Felix Salmon, the economics writer for Reuters, writes a column in the wake of last week’s jobs report in which he says that high unemployment is probably here to stay — and that government can’t do much to change that.
It’s always a bit dangerous to try to meld the two surveys which make up the payrolls report, but I’m detecting a trend here: insofar as employers are hiring new people, they’re hiring new entrants into the labor force, rather than people making up the ranks of the unemployed. Maybe it’s recent graduates, maybe it’s former stay-at-home moms who were never claiming unemployment but who are now getting jobs. Maybe it’s immigrants. But the big picture is that employment growth is more or less keeping track with population growth, leaving no new jobs for the 14 million unemployed Americans…
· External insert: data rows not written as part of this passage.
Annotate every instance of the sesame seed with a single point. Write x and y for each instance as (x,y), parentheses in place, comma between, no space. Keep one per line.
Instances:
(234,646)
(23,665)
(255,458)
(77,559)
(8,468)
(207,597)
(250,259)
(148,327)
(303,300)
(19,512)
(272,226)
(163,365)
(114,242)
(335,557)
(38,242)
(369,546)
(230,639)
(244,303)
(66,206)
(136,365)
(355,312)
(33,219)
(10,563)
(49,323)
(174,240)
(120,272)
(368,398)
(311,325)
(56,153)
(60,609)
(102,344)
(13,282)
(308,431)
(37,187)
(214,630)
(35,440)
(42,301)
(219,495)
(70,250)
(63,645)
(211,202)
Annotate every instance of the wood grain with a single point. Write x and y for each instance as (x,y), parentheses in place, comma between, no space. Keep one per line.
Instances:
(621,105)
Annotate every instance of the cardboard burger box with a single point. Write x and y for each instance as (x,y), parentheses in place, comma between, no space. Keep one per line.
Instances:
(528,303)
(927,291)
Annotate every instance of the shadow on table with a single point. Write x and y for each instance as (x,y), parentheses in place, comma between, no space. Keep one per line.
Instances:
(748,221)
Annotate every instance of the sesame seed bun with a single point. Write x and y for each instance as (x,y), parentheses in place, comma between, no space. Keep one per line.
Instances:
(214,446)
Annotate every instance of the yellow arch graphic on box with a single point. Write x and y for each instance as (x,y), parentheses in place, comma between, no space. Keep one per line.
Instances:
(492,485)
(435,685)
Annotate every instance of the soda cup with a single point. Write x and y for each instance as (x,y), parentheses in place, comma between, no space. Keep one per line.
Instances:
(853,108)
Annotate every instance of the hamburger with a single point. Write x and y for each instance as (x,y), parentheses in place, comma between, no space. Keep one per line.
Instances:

Is there anything the government can do to bring unemployment down? Or is it now too late? If we are indeed in the early months of a double-dip recession, than I think it is too late: unemployment is more likely to go up than it is down from here. And even if the economy’s still managing to eke out modest growth, I don’t see much hope that the unemployment rate will come down to a remotely acceptable level any time soon. Realistically, America’s unemployed are here to stay.
Studies show that the longer someone is unemployed, the less likely it is that they will get a job at all. For older workers, this often means dropping out of the labor force entirely.